Thousands of people in Haiti are becoming sick with cholera as medical staff struggle to care for them amid dwindling supplies of fuel, food and water.
Médecins Sans Frontières (MSF) is warning of a potential health disaster amidst a quickly deteriorating humanitarian situation in Haiti.
In a country where food and water supplies are becoming scarce, and fuel for transportation is nearly nonexistent, spiking gang violence makes it unsafe for people to leave their homes and communities.
Medical staff at a Doctors Without Borders treatment center in the capital of Port-au-Prince say some 100 patients arrive every day and at least 20 have died in just the past few days, according to ABC News.
So far this month, Doctors Without Borders has treated some 1,800 patients at their four centers in Port-au-Prince. One of the biggest dangers, now that gangs have forced gas stations and businesses including water companies to close is that people are being forced to drink untreated water.
“Without drinkable water, treatment and good waste management, the risk of a spike in the number of cases is very high and this needs to be addressed urgently,” says Mumuza Muhindo, MSF’s head of activities in Haiti.

UNICEF is also involved in Haiti, and a spokesperson for the UN agency says that children younger than age 14 make up half of cholera cases in Haiti, and officials are saying that malnutrition also make children more vulnerable to illness.

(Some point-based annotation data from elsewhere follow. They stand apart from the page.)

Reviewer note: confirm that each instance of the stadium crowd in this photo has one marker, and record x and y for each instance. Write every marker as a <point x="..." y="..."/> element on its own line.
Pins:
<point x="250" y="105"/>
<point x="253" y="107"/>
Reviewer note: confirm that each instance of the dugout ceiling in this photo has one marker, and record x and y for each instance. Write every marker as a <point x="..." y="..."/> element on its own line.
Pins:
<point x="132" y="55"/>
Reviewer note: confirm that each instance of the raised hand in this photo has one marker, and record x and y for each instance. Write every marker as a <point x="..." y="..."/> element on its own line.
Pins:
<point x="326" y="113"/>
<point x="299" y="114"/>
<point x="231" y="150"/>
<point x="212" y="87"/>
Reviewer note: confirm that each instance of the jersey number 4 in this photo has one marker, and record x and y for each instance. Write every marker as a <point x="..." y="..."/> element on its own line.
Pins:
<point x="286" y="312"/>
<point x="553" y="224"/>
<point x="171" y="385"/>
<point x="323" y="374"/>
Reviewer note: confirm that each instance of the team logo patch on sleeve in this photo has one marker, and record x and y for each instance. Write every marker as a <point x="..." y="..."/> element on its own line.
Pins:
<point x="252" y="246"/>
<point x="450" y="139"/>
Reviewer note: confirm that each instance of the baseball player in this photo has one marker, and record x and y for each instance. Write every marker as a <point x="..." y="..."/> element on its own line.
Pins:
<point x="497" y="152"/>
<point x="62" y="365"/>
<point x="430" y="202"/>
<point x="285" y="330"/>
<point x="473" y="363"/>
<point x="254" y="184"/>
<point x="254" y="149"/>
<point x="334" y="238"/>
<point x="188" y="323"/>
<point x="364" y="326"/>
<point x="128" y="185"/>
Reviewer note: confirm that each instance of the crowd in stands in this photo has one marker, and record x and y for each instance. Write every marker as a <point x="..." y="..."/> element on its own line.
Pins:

“When you are unable to get safe drinking water by tap in your own home, when you don’t have soap or water purifying tablets and you have no access to health services, you may not survive cholera or other waterborne diseases,” said Bruno Maes, Haiti’s UNICEF representative.
Haiti’s first major brush with cholera occurred more than a decade ago when U.N. peacekeepers introduced the bacteria into the country’s biggest river via sewage runoff at their base. Nearly 10,000 people died and thousands of others were sickened.
The cases eventually dwindled to the point where the World Health Organization was expected to declare Haiti cholera-free this year,, but on October 2, Haitian officials announced that cholera had returned.